If for any reason you are arrested or questioned by the police, don’t sign anything. There’s a good chance that it’s not your fault unless you’ve done something really stupid. In many countries they are poorly paid and may not be after more than a packet of cigarettes, so try to understand their motives. Just remember to keep a level head and above all be polite.

It’s a good idea to keep a list of the telephone numbers of embassies in the places that you will be visiting. Tell someone back home what you’re doing or at least give them a rough itinerary of where you might be at any given time, just in case you do get into trouble.

 

Staying Clear of Trouble - Essential Advice

 

Try and blend in with the locals and don’t draw too much attention to yourself. It’s a good idea to read up on local customs – try to talk to the locals and generally be polite – people will respond better if you’ve made an effort.

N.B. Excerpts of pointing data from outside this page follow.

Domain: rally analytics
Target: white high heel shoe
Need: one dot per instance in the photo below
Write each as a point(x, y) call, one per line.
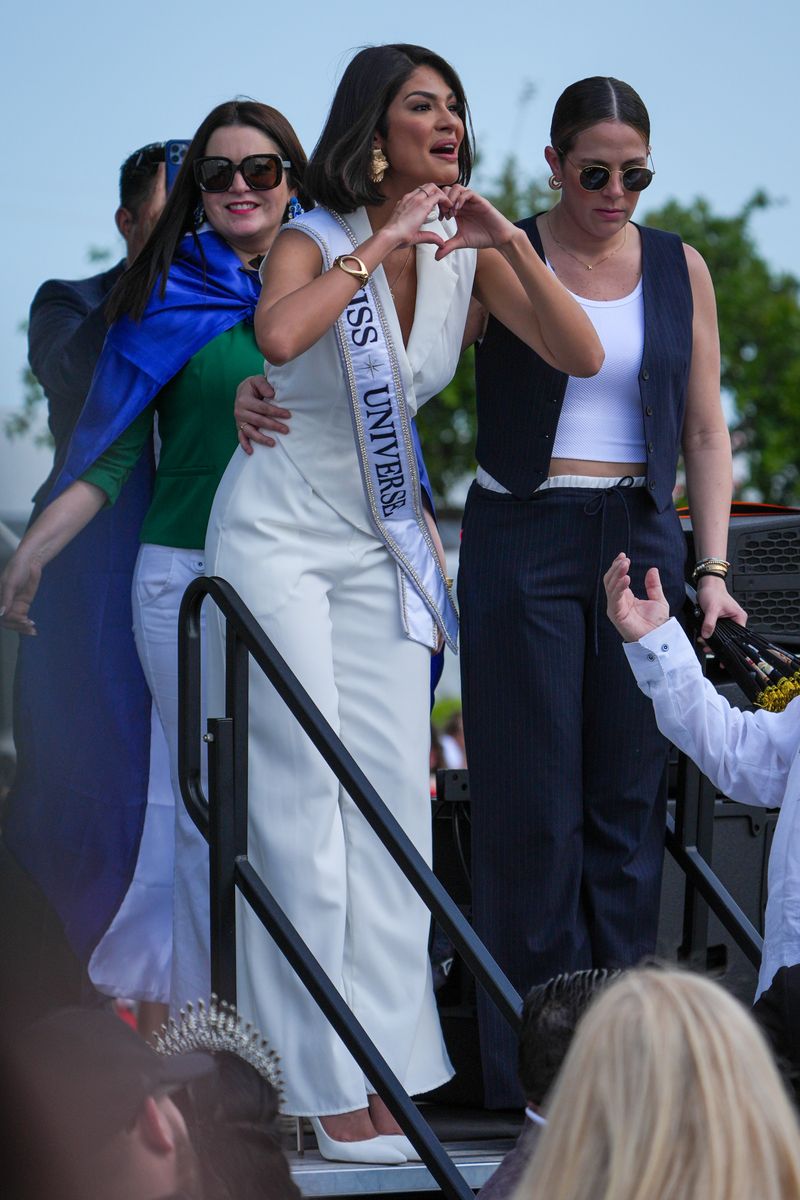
point(402, 1143)
point(371, 1150)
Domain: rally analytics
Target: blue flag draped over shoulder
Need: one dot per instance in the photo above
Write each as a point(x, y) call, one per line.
point(82, 707)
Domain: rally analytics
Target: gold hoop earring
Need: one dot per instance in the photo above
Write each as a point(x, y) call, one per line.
point(378, 166)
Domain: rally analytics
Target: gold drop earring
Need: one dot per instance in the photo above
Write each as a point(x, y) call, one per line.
point(379, 165)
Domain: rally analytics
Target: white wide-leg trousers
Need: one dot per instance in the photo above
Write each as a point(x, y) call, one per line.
point(161, 577)
point(326, 594)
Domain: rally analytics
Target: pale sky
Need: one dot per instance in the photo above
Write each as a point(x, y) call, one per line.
point(85, 84)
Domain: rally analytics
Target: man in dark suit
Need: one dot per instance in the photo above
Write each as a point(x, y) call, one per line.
point(67, 319)
point(549, 1017)
point(38, 967)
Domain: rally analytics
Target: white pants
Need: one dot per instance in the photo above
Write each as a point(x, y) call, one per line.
point(161, 577)
point(326, 594)
point(133, 957)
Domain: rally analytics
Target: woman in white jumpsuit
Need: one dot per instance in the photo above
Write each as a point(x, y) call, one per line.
point(293, 531)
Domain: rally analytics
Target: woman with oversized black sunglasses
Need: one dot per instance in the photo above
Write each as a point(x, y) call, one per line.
point(181, 341)
point(570, 817)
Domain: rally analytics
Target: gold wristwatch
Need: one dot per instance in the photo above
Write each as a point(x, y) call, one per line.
point(354, 267)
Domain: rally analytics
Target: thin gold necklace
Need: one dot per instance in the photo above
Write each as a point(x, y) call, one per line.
point(397, 277)
point(588, 267)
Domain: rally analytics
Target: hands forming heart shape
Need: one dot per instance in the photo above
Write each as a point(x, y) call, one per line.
point(479, 225)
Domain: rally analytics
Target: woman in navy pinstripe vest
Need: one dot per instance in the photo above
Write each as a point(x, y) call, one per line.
point(567, 769)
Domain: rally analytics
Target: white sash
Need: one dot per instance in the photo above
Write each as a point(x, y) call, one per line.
point(384, 444)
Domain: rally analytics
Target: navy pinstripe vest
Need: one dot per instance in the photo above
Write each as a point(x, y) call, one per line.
point(519, 396)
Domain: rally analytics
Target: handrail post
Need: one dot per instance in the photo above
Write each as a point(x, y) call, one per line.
point(222, 858)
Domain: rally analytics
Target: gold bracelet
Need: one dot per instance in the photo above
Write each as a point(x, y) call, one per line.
point(697, 575)
point(721, 567)
point(354, 267)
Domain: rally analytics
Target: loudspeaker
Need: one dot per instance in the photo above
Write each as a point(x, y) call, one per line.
point(764, 556)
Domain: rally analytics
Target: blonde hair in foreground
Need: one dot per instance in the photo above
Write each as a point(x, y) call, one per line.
point(668, 1092)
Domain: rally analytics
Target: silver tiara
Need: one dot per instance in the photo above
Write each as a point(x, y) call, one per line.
point(216, 1029)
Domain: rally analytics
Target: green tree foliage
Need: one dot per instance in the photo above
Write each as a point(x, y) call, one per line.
point(25, 420)
point(759, 335)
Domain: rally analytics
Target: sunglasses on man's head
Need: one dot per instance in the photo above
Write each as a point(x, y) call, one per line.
point(594, 178)
point(262, 172)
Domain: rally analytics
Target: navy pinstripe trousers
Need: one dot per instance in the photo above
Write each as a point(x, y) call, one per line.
point(567, 769)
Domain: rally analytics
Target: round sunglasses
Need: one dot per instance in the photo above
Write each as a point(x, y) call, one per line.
point(594, 177)
point(262, 172)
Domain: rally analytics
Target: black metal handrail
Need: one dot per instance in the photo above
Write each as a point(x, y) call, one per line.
point(222, 820)
point(689, 839)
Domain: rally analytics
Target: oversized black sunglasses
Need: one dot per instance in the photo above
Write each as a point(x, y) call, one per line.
point(594, 178)
point(262, 172)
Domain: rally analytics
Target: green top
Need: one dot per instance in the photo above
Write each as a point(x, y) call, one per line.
point(198, 436)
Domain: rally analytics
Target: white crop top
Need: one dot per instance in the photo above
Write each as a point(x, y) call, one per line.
point(601, 418)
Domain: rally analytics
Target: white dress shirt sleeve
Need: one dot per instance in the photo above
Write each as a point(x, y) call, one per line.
point(746, 755)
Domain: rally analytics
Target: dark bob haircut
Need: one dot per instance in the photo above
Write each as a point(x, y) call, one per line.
point(133, 291)
point(589, 101)
point(338, 168)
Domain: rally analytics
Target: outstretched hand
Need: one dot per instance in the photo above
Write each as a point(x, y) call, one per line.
point(18, 585)
point(631, 617)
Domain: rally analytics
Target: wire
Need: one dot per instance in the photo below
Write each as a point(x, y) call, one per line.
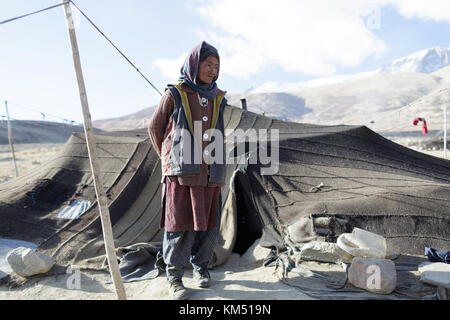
point(44, 114)
point(32, 13)
point(115, 47)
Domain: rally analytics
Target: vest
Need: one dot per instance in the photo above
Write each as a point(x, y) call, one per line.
point(184, 157)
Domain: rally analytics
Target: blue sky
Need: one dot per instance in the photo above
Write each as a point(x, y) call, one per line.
point(259, 41)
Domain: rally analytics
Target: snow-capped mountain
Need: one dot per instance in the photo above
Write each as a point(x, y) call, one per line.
point(424, 61)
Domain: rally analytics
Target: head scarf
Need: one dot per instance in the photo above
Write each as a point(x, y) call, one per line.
point(189, 70)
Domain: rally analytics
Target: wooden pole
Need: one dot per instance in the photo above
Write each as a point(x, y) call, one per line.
point(244, 103)
point(91, 145)
point(445, 132)
point(10, 139)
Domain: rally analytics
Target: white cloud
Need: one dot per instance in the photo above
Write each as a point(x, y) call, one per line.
point(313, 37)
point(436, 10)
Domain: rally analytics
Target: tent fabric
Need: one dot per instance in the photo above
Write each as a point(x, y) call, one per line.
point(367, 182)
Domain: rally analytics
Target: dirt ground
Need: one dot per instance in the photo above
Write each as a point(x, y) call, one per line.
point(30, 156)
point(230, 281)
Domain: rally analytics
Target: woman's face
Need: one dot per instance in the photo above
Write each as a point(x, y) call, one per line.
point(208, 69)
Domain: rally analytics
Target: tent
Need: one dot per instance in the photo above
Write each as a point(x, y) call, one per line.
point(348, 174)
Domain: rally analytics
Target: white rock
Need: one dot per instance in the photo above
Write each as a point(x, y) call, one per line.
point(254, 255)
point(364, 244)
point(27, 262)
point(435, 273)
point(374, 275)
point(324, 252)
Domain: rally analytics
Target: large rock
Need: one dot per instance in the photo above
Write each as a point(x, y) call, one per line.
point(324, 252)
point(374, 275)
point(435, 273)
point(27, 262)
point(254, 255)
point(363, 244)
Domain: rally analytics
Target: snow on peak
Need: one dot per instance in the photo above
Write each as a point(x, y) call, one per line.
point(424, 61)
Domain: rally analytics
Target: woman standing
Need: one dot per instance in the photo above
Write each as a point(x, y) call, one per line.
point(191, 198)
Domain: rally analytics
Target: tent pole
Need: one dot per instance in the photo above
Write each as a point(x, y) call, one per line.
point(10, 140)
point(91, 145)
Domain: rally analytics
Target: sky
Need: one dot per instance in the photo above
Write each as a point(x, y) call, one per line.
point(258, 41)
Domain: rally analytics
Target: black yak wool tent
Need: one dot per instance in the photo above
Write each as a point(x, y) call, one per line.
point(349, 174)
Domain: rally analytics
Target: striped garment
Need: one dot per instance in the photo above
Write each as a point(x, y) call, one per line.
point(189, 208)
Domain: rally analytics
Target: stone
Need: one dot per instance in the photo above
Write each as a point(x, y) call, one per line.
point(324, 252)
point(363, 244)
point(374, 275)
point(254, 255)
point(435, 273)
point(27, 262)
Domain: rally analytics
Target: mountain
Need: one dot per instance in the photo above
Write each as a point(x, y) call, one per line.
point(132, 121)
point(30, 131)
point(424, 61)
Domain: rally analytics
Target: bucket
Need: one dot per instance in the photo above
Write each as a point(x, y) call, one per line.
point(364, 244)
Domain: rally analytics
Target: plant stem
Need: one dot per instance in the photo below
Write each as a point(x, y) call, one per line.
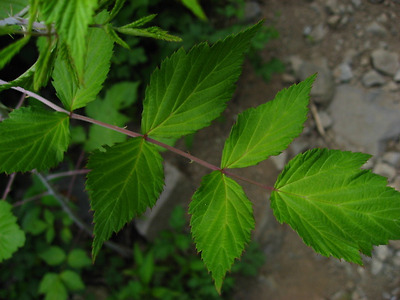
point(135, 134)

If you are travelling alone try to take part in activities, such as scuba diving or any activity where you will meet other travellers. You will soon build up lasting friendships, and remember that many people will be in exactly the same boat.

 

When arriving at a foreign airport for the first time, think ahead and try to arrive at a reasonable hour of the day, It’s a good idea to have the correct change, should you need to take a taxi, so read up before hand and find out the approximate cost. If in doubt US dollars are accepted almost everywhere. If you would rather, there's a company called VIP backpackers who will meet you off the plane and take you straight to your hotel.

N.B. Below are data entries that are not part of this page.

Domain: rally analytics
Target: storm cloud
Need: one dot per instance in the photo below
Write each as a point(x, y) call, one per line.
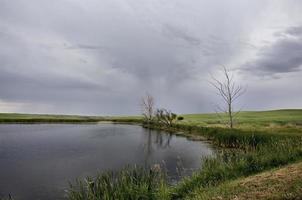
point(99, 57)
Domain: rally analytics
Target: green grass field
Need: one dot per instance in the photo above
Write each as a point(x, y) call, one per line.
point(277, 121)
point(262, 148)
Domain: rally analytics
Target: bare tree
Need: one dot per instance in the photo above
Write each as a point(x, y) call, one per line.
point(229, 91)
point(147, 105)
point(165, 117)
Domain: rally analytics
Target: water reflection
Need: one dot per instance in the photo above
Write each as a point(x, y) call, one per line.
point(48, 156)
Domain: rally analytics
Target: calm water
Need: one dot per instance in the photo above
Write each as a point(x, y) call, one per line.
point(37, 161)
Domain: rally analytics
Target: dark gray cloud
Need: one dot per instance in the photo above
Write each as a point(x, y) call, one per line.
point(282, 56)
point(100, 57)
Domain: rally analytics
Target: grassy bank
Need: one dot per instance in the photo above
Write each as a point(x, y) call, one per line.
point(245, 153)
point(279, 183)
point(262, 141)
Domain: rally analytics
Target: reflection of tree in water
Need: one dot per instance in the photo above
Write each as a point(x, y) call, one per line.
point(157, 138)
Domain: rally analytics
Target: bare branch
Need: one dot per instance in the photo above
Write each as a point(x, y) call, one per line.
point(229, 91)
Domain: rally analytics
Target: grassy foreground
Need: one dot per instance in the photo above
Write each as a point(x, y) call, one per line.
point(263, 141)
point(279, 183)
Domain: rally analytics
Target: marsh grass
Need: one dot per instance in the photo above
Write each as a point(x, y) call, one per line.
point(134, 183)
point(230, 165)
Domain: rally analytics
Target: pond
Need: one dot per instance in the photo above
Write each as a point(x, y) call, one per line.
point(37, 161)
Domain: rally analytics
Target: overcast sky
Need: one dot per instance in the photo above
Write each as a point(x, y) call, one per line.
point(98, 57)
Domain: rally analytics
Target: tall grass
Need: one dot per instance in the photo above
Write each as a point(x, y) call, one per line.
point(131, 183)
point(247, 153)
point(231, 165)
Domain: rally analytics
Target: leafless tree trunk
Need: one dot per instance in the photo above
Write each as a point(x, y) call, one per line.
point(229, 91)
point(147, 105)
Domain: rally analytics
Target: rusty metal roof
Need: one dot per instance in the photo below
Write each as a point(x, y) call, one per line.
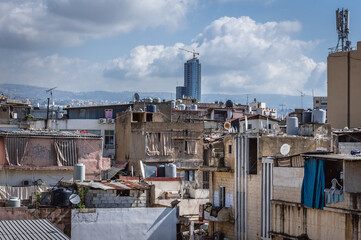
point(114, 185)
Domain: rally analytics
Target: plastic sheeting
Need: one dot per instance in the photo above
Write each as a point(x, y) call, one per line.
point(313, 186)
point(15, 149)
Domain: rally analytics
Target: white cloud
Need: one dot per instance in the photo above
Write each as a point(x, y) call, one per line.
point(46, 23)
point(238, 56)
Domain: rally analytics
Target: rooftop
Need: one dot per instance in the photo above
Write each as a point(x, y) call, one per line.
point(46, 133)
point(30, 229)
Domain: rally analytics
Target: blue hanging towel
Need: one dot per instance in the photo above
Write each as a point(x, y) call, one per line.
point(313, 185)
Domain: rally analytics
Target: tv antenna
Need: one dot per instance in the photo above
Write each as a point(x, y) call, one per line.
point(302, 95)
point(343, 29)
point(194, 52)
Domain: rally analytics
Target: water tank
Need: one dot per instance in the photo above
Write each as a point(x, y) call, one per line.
point(318, 116)
point(292, 126)
point(150, 171)
point(307, 117)
point(60, 197)
point(194, 107)
point(170, 170)
point(173, 104)
point(182, 107)
point(156, 100)
point(148, 99)
point(229, 103)
point(14, 202)
point(79, 172)
point(151, 108)
point(160, 171)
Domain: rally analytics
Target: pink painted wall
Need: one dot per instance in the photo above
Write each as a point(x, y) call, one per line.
point(40, 152)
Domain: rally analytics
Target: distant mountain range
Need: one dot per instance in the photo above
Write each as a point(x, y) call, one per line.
point(39, 95)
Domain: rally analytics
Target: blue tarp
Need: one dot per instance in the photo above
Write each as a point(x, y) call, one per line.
point(313, 186)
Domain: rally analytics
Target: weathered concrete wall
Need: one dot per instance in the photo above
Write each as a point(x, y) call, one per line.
point(124, 223)
point(270, 145)
point(287, 183)
point(50, 177)
point(293, 220)
point(347, 147)
point(109, 199)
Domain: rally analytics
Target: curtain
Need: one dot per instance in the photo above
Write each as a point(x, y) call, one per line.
point(313, 185)
point(66, 154)
point(191, 147)
point(15, 149)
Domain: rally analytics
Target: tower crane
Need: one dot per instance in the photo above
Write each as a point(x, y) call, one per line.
point(194, 52)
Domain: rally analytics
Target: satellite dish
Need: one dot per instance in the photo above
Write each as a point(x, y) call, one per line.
point(285, 149)
point(136, 97)
point(74, 199)
point(227, 125)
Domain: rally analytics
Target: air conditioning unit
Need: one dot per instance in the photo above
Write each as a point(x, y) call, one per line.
point(102, 120)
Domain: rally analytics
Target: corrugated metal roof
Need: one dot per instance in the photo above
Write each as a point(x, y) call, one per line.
point(114, 185)
point(30, 229)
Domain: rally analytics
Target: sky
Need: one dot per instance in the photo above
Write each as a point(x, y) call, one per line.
point(245, 46)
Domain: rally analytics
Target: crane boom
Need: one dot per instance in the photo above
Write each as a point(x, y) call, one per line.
point(194, 52)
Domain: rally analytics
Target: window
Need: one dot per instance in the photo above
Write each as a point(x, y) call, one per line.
point(252, 156)
point(205, 180)
point(109, 138)
point(189, 175)
point(222, 196)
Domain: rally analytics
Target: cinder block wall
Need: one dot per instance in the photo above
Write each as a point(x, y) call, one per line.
point(109, 199)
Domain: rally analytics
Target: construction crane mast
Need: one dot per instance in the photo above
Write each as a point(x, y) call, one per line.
point(194, 52)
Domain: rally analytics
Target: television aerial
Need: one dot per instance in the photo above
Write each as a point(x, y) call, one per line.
point(136, 97)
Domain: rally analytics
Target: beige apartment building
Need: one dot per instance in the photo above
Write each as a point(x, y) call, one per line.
point(344, 88)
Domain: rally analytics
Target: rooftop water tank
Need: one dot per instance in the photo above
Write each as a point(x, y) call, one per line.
point(60, 197)
point(182, 107)
point(14, 202)
point(151, 108)
point(307, 117)
point(148, 99)
point(229, 103)
point(292, 126)
point(160, 171)
point(194, 107)
point(170, 170)
point(318, 116)
point(79, 172)
point(156, 100)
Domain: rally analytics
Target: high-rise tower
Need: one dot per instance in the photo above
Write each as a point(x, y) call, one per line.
point(192, 79)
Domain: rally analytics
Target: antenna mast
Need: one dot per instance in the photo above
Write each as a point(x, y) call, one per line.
point(343, 29)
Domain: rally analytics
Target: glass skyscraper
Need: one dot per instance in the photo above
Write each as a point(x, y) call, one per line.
point(192, 79)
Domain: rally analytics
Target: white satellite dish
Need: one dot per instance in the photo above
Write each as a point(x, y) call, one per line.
point(285, 149)
point(74, 199)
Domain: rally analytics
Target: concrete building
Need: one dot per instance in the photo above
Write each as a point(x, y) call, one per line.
point(240, 188)
point(320, 102)
point(32, 158)
point(154, 139)
point(343, 88)
point(260, 108)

When carrying money whilst you are abroad don’t carry it all in one place. It’s a good to have a money belt concealed under your clothes with your important documents and the majority of your cash. You can keep a decoy wallet in your pocket with a bit of money that you need for the day and some unimportant ID. It’s a lot better to lose a little than a lot in the case of a loss or robbery.

 

Keep some loose change in your top pocket to avoid dropping notes whilst fishing for coins. There is an increasing number of cash machines even in the less developed countries and credit cards are widely accepted. It’s best not to rely on one type of money, as banks may be shut when you need to change a cheque or a hotel or restaurant might not accept cards.

 

Also, scan all your documents and send them to yourself via e-mail, that way wherever you go, you will always have access to them, even if they are stolen.

 

Overall enjoy yourself and be prepared. Chances are you will lose something and probably get ill and no doubt suffer from home sickness. There’s no need to worry though, these experiences are character building and part and parcel of backpacking.